Motion Blur removal via Coupled Autoencoder
Kavya Gupta, Brojeshwar Bhowmick, Angshul Majumdar

TL;DR
This paper introduces a coupled autoencoder approach for motion blur removal, framing deblurring as a transfer learning problem, which enables faster, on-the-fly image restoration with improved quality over existing methods.
Contribution
It presents a novel formulation that recasts deblurring as transfer learning and employs a coupled autoencoder for simultaneous learning of weights and coupling maps.
Findings
Outperforms state-of-the-art techniques in image quality
Operates faster without costly inverse problems
Effective for real-time motion blur removal
Abstract
In this paper a joint optimization technique has been proposed for coupled autoencoder which learns the autoencoder weights and coupling map (between source and target) simultaneously. The technique is applicable to any transfer learning problem. In this work, we propose a new formulation that recasts deblurring as a transfer learning problem, it is solved using the proposed coupled autoencoder. The proposed technique can operate on-the-fly, since it does not require solving any costly inverse problem. Experiments have been carried out on state-of-the-art techniques, our method yields better quality images in shorter operating times.

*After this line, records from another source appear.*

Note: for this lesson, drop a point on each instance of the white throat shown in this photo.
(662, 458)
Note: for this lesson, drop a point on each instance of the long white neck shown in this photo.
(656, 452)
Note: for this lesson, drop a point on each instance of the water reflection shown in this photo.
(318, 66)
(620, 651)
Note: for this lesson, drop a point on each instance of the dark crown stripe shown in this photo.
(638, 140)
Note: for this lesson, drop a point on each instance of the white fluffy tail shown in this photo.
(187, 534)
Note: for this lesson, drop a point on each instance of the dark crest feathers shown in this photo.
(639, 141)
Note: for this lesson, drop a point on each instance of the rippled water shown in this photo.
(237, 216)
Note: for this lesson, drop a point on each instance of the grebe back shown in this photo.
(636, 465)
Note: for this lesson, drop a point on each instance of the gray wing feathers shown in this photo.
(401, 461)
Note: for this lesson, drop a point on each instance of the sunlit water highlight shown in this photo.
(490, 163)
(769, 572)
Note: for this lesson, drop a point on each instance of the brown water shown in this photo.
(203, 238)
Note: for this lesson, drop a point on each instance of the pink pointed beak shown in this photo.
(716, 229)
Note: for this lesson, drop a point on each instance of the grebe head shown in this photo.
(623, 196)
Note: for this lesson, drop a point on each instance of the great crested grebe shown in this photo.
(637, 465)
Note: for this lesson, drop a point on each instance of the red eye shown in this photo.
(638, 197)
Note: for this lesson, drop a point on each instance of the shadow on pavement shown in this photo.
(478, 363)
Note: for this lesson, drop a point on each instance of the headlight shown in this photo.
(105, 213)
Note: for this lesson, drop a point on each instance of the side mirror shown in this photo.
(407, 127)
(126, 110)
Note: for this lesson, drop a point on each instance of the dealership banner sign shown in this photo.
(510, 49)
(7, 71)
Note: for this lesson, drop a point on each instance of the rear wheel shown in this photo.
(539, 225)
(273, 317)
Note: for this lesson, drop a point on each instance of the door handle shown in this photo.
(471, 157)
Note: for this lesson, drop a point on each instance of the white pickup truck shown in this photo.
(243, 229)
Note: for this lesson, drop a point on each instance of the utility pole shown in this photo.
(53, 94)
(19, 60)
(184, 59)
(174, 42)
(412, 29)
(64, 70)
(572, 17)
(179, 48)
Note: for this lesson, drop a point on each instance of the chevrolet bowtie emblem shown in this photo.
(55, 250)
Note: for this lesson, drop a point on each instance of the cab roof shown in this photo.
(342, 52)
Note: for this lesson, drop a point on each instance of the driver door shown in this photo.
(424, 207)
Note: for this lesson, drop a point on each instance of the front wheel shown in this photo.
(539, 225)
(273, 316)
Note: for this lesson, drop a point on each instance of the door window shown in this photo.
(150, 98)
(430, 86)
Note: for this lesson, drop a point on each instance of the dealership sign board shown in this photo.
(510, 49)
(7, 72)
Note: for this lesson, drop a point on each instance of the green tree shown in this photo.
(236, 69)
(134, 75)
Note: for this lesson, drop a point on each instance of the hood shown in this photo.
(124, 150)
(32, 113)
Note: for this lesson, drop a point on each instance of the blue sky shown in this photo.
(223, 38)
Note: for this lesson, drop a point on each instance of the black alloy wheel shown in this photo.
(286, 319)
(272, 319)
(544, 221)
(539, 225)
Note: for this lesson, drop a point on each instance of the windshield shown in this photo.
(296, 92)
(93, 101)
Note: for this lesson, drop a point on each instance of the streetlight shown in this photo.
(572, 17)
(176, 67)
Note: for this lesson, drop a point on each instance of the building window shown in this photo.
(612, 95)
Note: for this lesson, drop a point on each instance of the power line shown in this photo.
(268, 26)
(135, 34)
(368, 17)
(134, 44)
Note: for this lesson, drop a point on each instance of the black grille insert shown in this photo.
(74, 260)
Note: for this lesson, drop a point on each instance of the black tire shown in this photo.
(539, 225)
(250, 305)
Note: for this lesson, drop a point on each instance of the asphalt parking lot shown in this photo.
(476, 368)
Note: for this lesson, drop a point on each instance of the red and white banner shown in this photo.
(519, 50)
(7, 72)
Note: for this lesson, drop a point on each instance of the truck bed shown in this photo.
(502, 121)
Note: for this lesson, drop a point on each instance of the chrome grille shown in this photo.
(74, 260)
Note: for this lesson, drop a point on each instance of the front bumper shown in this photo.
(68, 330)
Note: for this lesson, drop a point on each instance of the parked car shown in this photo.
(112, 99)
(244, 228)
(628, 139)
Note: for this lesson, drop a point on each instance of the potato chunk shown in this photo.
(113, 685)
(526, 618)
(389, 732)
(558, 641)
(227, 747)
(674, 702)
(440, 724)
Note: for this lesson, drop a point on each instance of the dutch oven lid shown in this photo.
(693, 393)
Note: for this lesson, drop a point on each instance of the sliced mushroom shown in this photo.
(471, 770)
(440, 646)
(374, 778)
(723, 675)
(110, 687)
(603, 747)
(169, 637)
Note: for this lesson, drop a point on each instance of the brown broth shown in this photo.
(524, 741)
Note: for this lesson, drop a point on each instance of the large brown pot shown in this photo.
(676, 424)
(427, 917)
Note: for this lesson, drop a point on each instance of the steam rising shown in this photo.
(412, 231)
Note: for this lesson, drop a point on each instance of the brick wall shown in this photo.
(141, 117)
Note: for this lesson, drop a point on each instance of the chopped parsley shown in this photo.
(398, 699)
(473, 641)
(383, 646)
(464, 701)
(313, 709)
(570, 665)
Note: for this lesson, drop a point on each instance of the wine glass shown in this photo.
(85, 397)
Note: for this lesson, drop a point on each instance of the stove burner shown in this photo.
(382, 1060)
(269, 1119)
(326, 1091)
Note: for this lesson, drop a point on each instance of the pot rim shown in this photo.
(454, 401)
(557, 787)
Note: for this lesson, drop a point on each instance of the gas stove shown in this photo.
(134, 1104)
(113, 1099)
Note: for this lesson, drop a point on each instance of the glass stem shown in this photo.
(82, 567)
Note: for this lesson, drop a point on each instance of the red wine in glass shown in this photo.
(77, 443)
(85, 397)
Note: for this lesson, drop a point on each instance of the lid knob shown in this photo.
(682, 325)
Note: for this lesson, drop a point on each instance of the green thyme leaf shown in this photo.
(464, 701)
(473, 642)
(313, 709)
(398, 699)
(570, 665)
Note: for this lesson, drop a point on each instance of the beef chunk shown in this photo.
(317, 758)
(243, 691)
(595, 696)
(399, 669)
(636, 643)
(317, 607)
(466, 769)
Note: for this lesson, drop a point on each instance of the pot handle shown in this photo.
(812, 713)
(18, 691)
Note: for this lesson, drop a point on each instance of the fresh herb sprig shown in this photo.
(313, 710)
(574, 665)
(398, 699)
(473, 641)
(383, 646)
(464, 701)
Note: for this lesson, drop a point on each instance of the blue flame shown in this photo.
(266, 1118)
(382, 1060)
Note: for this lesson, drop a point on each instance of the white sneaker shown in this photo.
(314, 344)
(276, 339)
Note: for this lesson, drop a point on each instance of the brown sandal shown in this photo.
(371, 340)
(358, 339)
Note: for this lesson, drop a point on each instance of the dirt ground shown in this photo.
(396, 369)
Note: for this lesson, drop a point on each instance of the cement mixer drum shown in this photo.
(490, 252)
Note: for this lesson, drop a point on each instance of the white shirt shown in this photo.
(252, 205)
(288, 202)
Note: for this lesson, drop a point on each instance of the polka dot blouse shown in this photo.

Click any figure to enlarge with its caption.
Figure 1
Figure 2
Figure 3
Figure 4
Figure 5
Figure 6
Figure 7
Figure 8
Figure 9
Figure 10
Figure 11
Figure 12
Figure 13
Figure 14
Figure 15
Figure 16
Figure 17
Figure 18
Figure 19
Figure 20
Figure 21
Figure 22| Blur type | Krishnan et al.[8] | Whyte et al.[11] | Pan et al.[9] | Xu et al.[10] | Xu et al.[19] | Ren et al.[1] | Proposed | |
|---|---|---|---|---|---|---|---|---|
| Uniform blur | (PSNR) | 23.7679 | 23.5257 | 23.6927 | 22.9265 | 25.6540 | 20.9342 | 30.8893 |
| (SSIM) | 0.6929 | 0.6899 | 0.7015 | 0.6620 | 0.7708 | 0.7312 | 0.8787 | |
| Non Uniform blur | (PSNR) | 20.3013 | 20.4161 | 19.6594 | 20.5548 | 19.9718 | 20.8226 | 29.6364 |
| (SSIM) | 0.5402 | 0.5361 | 0.5345 | 0.5812 | 0.5692 | 0.7328 | 0.8711 |
Peer Reviews
No public reviews on file for this paper yet. If you reviewed it on a platform where reviews are public (OpenReview, ICLR, NeurIPS, ICML), you can paste yours below so the community can read it here.
Videos
No videos yet. Explain this paper in a talk, walkthrough, or lecture? Add one.
Taxonomy
MethodsSolana Customer Service Number +1-833-534-1729
MOTION BLUR REMOVAL VIA COUPLED AUTOENCODER
Abstract
In this paper a joint optimization technique has been proposed for coupled autoencoder which learns the autoencoder weights and coupling map (between source and target) simultaneously. The technique is applicable to any transfer learning problem. In this work, we propose a new formulation that recasts deblurring as a transfer learning problem; it is solved using the proposed coupled autoencoder. The proposed technique can operate on-the-fly; since it does not require solving any costly inverse problem. Experiments have been carried out on state-of-the-art techniques; our method yields better quality images in shorter operating times.
**Index Terms— ** autoencoder,coupling,deblurring,motion blur,split bregman
1 Introduction
Motion blurring is one of the common source of image corruption. It can be caused due to multiple reasons such as lens aberrations, camera shaking, long exposure time etc. The process of recovering sharp images from blurred images is termed as deblurring. This work proposes deblurring as a transfer learning problem, where the source domain is the blurred image and the target domain is the clean image. We solve it via coupled autoencoder. Our technique is generic and applicable for solving any inverse problem in imaging, e.g. denoising, inpainting, super-resolution etc. However, in this work we focus on deblurring. Despite significant progress in image deblurring, which is a well studied topic in computer vision, the existing deblurring algorithms often fail due to non-generalized kernel based approaches and also due to computational complexity. In this paper we recover the sharp image for a given blurred image with the help of a learning framework and hence can be generalized to broad class of blur. We focus on removal of the motion blur - uniform and non-uniform (space variant).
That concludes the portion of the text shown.